John Seguin

Techy | Musician | Info Geek

Part I: Why Voice Over?

Although music can be very memorable in a game, voice over (VO) can also have a great impact on the gamer's experience. Whether its something short:

Red warrior needs more mana!   (Gauntlet Legends)

Red warrior needs more mana!
(Gauntlet Legends)

or much longer, such as an entire memorable cut scene:

Resident Evil 4

Resident Evil 4

In my mind, these are really the two major types of VO. There is the kind that is short (like in gauntlet) that is almost more of a sound effect -- it is triggered by the player's action and acts as an aid to prevent them from doing something incredibly stupid or to praise them for doing something right. The other type is integral to the storyline of the game, such as the RE4 cut scenes, with character narration, etc, but really is much more controlled by you, the game designer as to when such dialog is played. Why is this so critical?

Placement makes perfect
Think about this -- have you ever played a game that had a bunch of voice over that kept interrupting itself? Not very professional, was it? If you have TOO much VO as a "sound effect" this can happen very easily. If you are going for this effect, keep the dialog very short to help prevent against this. Also, there is some post processing (presented in part IV) that can help this kind of dialog sit nicely above the action in the audio spectrum.

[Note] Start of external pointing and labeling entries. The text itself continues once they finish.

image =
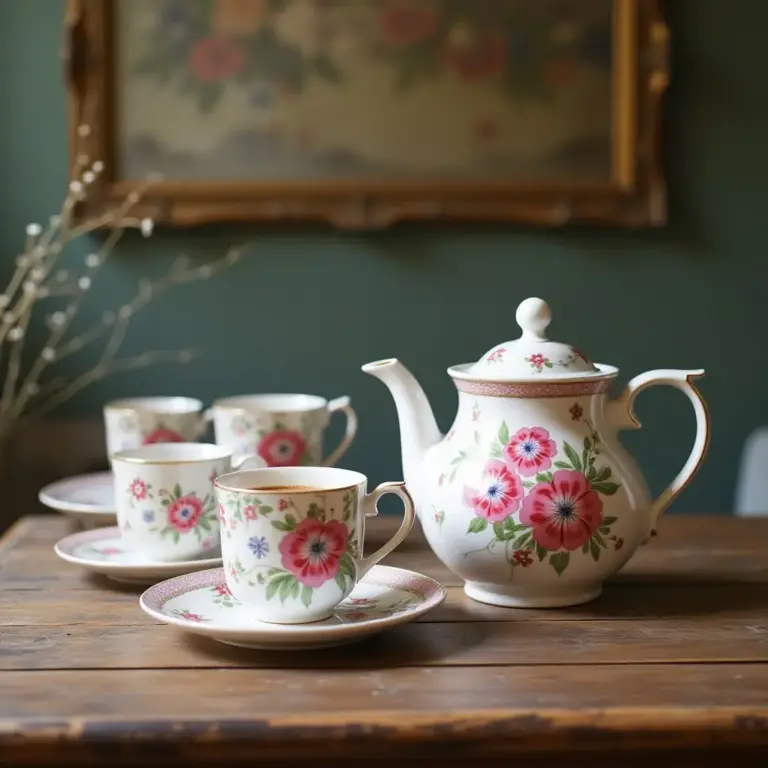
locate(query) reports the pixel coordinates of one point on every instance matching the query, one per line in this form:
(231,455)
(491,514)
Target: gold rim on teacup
(129,455)
(309,476)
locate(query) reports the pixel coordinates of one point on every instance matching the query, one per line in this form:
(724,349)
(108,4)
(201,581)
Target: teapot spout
(418,428)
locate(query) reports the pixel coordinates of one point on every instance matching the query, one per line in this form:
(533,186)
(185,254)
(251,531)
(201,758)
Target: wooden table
(671,660)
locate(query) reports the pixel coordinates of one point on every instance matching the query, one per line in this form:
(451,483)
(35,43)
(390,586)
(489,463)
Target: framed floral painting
(362,113)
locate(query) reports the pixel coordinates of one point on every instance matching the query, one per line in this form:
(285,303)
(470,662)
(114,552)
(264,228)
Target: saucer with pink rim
(89,499)
(101,551)
(202,604)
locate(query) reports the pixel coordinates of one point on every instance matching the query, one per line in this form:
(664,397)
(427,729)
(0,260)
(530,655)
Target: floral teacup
(165,500)
(137,421)
(292,538)
(285,430)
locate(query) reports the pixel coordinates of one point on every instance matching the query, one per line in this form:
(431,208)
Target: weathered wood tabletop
(671,659)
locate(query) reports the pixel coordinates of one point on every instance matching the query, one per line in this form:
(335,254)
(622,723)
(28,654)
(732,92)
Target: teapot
(530,497)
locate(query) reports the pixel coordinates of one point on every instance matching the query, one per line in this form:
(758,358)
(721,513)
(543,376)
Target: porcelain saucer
(202,604)
(89,499)
(100,551)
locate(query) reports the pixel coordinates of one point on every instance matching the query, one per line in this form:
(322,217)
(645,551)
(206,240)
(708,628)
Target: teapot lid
(533,356)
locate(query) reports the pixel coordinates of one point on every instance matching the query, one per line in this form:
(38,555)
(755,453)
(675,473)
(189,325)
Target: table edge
(482,732)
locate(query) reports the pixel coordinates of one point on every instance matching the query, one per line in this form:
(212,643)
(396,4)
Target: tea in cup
(165,499)
(285,430)
(132,422)
(292,538)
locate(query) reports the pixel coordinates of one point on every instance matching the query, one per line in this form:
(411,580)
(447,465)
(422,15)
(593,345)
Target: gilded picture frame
(400,133)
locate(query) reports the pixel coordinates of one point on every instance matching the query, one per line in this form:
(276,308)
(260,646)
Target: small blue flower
(259,546)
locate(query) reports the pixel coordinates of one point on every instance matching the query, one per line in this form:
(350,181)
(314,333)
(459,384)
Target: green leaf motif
(559,561)
(286,587)
(477,525)
(347,565)
(272,588)
(607,489)
(573,457)
(522,542)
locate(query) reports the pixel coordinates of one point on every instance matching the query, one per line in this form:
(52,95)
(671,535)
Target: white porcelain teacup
(165,498)
(136,421)
(284,429)
(292,538)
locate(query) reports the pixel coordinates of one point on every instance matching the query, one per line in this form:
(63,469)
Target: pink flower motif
(497,355)
(282,449)
(189,616)
(523,557)
(480,58)
(500,496)
(530,451)
(163,435)
(565,513)
(138,489)
(312,551)
(184,513)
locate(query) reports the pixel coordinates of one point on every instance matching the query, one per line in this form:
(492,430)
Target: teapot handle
(622,416)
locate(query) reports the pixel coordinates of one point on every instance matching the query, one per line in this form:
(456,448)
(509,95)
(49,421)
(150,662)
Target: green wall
(309,306)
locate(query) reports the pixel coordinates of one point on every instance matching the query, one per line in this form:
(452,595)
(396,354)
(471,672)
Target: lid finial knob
(533,316)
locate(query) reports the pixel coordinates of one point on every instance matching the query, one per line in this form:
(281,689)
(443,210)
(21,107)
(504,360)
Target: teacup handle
(370,509)
(202,425)
(622,416)
(342,404)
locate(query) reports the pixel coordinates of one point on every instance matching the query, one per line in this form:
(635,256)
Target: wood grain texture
(668,664)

If you are doing something that the sectond type -- where it advances the story -- you have much more leeway in the dialog you want to use, especially its length. Since it will probably not be interrupted, feel free to write more.

Who's the writer on this thing??
We've all seen the sitcom cast that has incredible talent, but it is obvious that the writers need to find a new line of work. Before you begin recording, make sure the writing you have planned is good. Read it to friends. Read it the way that you would like it performed, including any inflection, accent, emotion. You may not be a great actor, but hopefully those that you show it to can see through that to the POTENTIAL of what it could be.

Ready to go!
Okay, you have some placements picked out and a script ready to roll! Now what?

How to produce voice-overs that DON'T SUCK: Part II, The Tools

In this article I will lay out for you the minimum tools that I would recommend to record a quality voice over (VO).


Mac, PC or Linux... choose your poison. Although I profess to be a Mac guy myself, I have no beef with any OS. The bottom line is that you need two high-quality pieces: a good sound interface and a good audio editor. These abound by the dozen. If you are going to be doing this sort of thing for the long haul it would of course behove you to investigate the pros and cons of all of them before making your purchase.

In general, I would recommend looking at a multitracker as opposed to a 2-track editor. The reason being that two-track editors offer a more simplistic environment and often offer advanced sound design and editing features (such as those found in Peak Pro, a favorite sound effect/VO editor of mine. For example, I found the ability to loop a sound with a cross-fade built in extremely easy and very convincing for taking seemingly random sound scape materials (such as crickets in the forest) and slicing it down to a meer 20-30 seconds without it ever appearing to "loop". This is easy enough when you are dealing with sounds that have a very finite beginning and end (foot steps, for example), but becomes extremely complicated when you start working with sounds that are continuous (a train flying down the tracks, or crickets, or a waterfall, to name a few).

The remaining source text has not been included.